Why French Immersion?

In the early grades (K-5), teachers have the new ADST curriculum guidelines that describe ways to explore the process of design. Developing possible solutions, refining ideas, testing solutions, and repeating the process as necessary carries through to the upper grades with increasing complexity. For grade six and seven students, computational thinking is described specifically as one of twelve possible learning modules, of which at least three need to be evaluated (graded). The content described in the computational thinking and robotics modules are easily integrated into the more general ADST framework for the design process. In younger grades (K-5), teachers often integrate ADST curriculum into various subjects across the curriculum. For example, second-grade students may design a simple game to illustrate their understanding of probability in mathematics. 
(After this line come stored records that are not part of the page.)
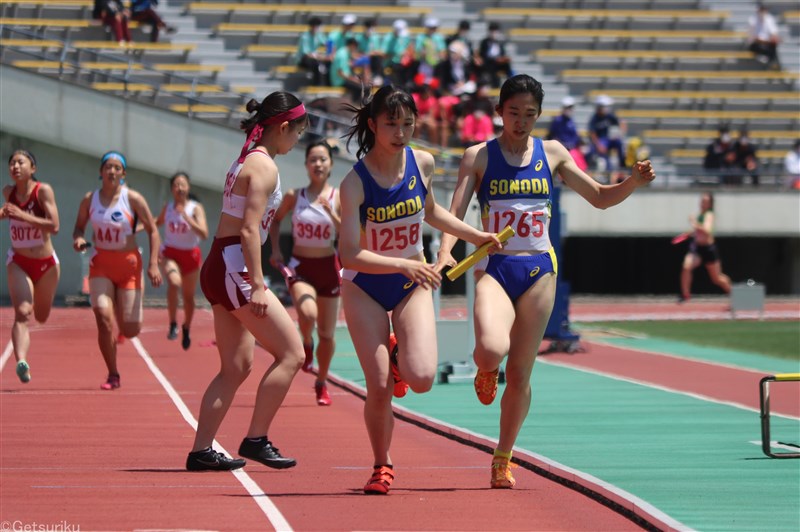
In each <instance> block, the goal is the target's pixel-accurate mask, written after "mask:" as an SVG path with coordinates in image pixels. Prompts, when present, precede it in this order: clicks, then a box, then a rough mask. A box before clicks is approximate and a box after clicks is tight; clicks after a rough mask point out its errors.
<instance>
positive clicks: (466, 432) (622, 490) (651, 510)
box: [328, 372, 694, 532]
mask: <svg viewBox="0 0 800 532" xmlns="http://www.w3.org/2000/svg"><path fill="white" fill-rule="evenodd" d="M328 376H329V377H331V378H333V379H336V380H337V381H339V382H341V383H344V384H345V386H347V387H348V388H350V389H353V390H358V391H359V392H360V393H363V394H365V395H366V393H367V389H366V388H364V387H363V386H360V385H359V384H356V383H355V382H353V381H350V380H347V379H345V378H343V377H341V376H340V375H337V374H336V373H333V372H329V373H328ZM392 409H394V410H397V411H400V412H403V413H405V414H407V415H408V416H410V417H414V418H417V419H423V420H425V421H426V423H427V424H428V425H429V426H433V427H437V428H440V427H444V428H446V429H447V431H448V432H449V433H453V434H459V435H460V436H462V437H464V438H465V439H467V440H474V439H476V438H477V439H478V440H484V441H490V442H492V443H493V444H495V445H496V444H497V443H498V441H497V440H496V439H495V438H491V437H489V436H486V435H485V434H481V433H479V432H474V431H471V430H469V429H466V428H464V427H459V426H456V425H452V424H450V423H447V422H446V421H442V420H441V419H438V418H435V417H432V416H427V415H425V414H421V413H420V412H417V411H416V410H411V409H409V408H405V407H403V406H401V405H398V404H392ZM463 445H468V444H463ZM514 451H515V452H516V451H518V452H520V453H524V454H526V455H528V456H529V457H533V458H534V459H535V460H539V461H541V462H544V463H546V464H548V465H550V466H551V467H553V468H555V469H558V470H560V471H562V472H567V473H569V474H570V475H572V476H574V477H577V478H580V479H583V481H584V482H583V483H581V482H579V484H581V485H583V486H585V487H588V488H589V489H591V490H593V491H596V492H598V490H597V489H596V488H595V486H600V487H601V488H602V489H605V490H607V491H609V492H612V493H614V494H615V495H617V496H618V497H621V498H622V499H624V500H626V501H630V502H632V503H633V504H634V505H636V506H637V507H639V508H641V509H642V510H644V511H645V512H646V513H647V514H648V515H650V516H652V517H653V518H655V519H657V520H659V521H661V523H663V524H665V525H667V526H668V527H670V528H671V529H673V530H680V531H686V532H691V531H693V530H694V529H692V528H691V527H689V526H687V525H685V524H683V523H681V522H680V521H678V520H677V519H674V518H672V517H670V516H669V515H667V514H665V513H664V512H662V511H661V510H659V509H658V508H656V507H655V506H653V505H652V504H650V503H649V502H647V501H645V500H643V499H640V498H639V497H637V496H635V495H634V494H632V493H629V492H627V491H625V490H623V489H622V488H620V487H617V486H615V485H613V484H610V483H608V482H605V481H603V480H601V479H599V478H597V477H595V476H592V475H590V474H588V473H584V472H583V471H579V470H577V469H573V468H571V467H568V466H565V465H563V464H561V463H559V462H556V461H555V460H551V459H549V458H547V457H545V456H543V455H540V454H537V453H534V452H532V451H529V450H527V449H524V448H522V447H517V446H515V447H514ZM518 456H519V455H518ZM553 474H554V475H556V476H559V477H564V475H562V474H561V473H560V472H556V471H554V472H553ZM564 478H568V477H564Z"/></svg>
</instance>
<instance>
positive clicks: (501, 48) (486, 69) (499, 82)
mask: <svg viewBox="0 0 800 532" xmlns="http://www.w3.org/2000/svg"><path fill="white" fill-rule="evenodd" d="M478 55H479V56H480V62H481V77H482V78H483V79H482V81H485V82H487V83H490V84H491V86H492V87H495V88H497V87H499V86H500V85H501V83H502V81H503V79H504V78H510V77H511V58H510V57H509V56H508V55H507V54H506V43H505V39H504V38H503V35H502V34H501V33H500V24H498V23H497V22H490V23H489V33H488V34H487V35H486V37H484V38H483V39H482V40H481V43H480V46H479V48H478Z"/></svg>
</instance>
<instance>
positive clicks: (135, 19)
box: [131, 0, 175, 42]
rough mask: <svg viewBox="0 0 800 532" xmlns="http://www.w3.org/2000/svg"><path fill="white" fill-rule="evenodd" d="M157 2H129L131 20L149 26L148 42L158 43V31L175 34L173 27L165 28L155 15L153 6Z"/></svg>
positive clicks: (166, 25)
mask: <svg viewBox="0 0 800 532" xmlns="http://www.w3.org/2000/svg"><path fill="white" fill-rule="evenodd" d="M157 4H158V0H131V12H132V13H133V14H132V15H131V18H132V19H133V20H135V21H137V22H141V23H142V24H149V25H150V28H151V30H150V42H158V35H159V30H166V32H167V33H175V28H174V27H173V26H167V25H166V23H165V22H164V21H163V20H162V19H161V17H160V16H159V15H158V13H156V10H155V6H156V5H157Z"/></svg>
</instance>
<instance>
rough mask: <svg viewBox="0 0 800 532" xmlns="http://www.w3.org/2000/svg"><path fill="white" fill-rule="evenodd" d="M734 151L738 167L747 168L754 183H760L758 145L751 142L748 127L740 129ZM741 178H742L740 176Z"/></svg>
mask: <svg viewBox="0 0 800 532" xmlns="http://www.w3.org/2000/svg"><path fill="white" fill-rule="evenodd" d="M733 152H734V153H735V154H736V161H735V165H736V167H737V168H741V169H744V170H747V173H748V174H749V175H750V179H751V181H752V182H753V185H756V186H757V185H758V154H757V153H756V152H757V147H756V146H755V145H754V144H753V143H752V142H750V134H749V132H748V131H747V129H745V128H742V129H740V130H739V138H738V139H736V142H734V143H733ZM739 179H741V178H739Z"/></svg>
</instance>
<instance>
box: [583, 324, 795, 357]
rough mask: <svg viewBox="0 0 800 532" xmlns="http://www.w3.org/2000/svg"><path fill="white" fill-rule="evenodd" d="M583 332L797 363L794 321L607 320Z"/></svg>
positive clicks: (596, 324) (584, 324) (586, 325)
mask: <svg viewBox="0 0 800 532" xmlns="http://www.w3.org/2000/svg"><path fill="white" fill-rule="evenodd" d="M578 328H579V329H580V330H582V331H586V332H589V331H592V330H603V329H615V330H619V331H625V332H629V333H634V334H644V335H647V336H651V337H653V338H664V339H667V340H677V341H681V342H687V343H691V344H695V345H702V346H709V347H722V348H725V349H732V350H735V351H746V352H751V353H761V354H764V355H768V356H772V357H777V358H784V359H787V360H800V322H797V321H750V320H746V321H745V320H739V321H734V320H723V321H624V322H623V321H609V322H595V323H592V324H591V325H588V324H581V325H579V327H578Z"/></svg>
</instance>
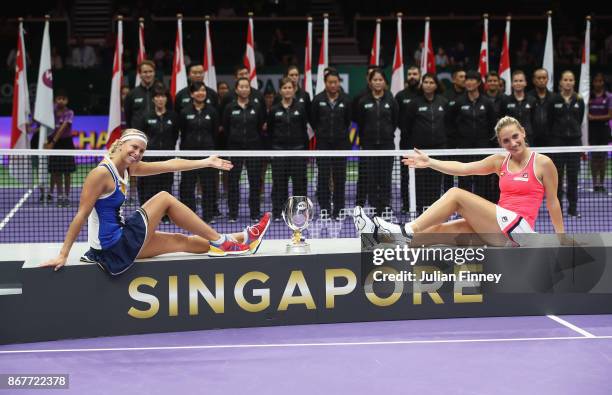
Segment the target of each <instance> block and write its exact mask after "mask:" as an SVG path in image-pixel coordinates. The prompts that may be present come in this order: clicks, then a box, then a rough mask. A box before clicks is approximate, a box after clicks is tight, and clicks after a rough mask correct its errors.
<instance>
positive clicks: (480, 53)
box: [478, 14, 489, 82]
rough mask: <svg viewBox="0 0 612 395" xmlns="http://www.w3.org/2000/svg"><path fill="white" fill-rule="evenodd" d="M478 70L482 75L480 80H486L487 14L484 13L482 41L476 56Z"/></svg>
mask: <svg viewBox="0 0 612 395" xmlns="http://www.w3.org/2000/svg"><path fill="white" fill-rule="evenodd" d="M478 71H479V72H480V76H481V77H482V81H483V82H484V81H486V78H487V73H488V72H489V15H488V14H484V17H483V28H482V41H481V43H480V55H479V57H478Z"/></svg>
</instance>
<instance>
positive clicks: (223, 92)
mask: <svg viewBox="0 0 612 395" xmlns="http://www.w3.org/2000/svg"><path fill="white" fill-rule="evenodd" d="M227 92H229V85H228V83H227V82H225V81H220V82H218V83H217V95H219V103H221V102H222V101H223V99H224V98H225V95H226V94H227Z"/></svg>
Early French Immersion, which often begins in first grade,  involves a majority of learning experiences and content in French. It is then understandable that some teachers may be concerned that complex tasks such as coding may lead to students speaking English at times. Research involving task-based second language learning indicates that most of the English spoken during these tasks contributes directly to students managing the learning process. As a result, there is a general understanding that there is a place for some English in French immersion tasks if English is being used judiciously to support second language learning in terms of cognitive and social functions. As always, support students with some modeled language and appropriate corrective feedback will also be beneficial.

Most importantly, learning to code and understand computational thinking involves learning several skill sets that can support rich language usage (ex. negotiating meaning and explaining one’s point of view). It is also possible that these STEM (science, technology, engineering, and mathematics) activities may engage French immersion students in tasks that allow them to see themselves as French speakers in additional learning domains.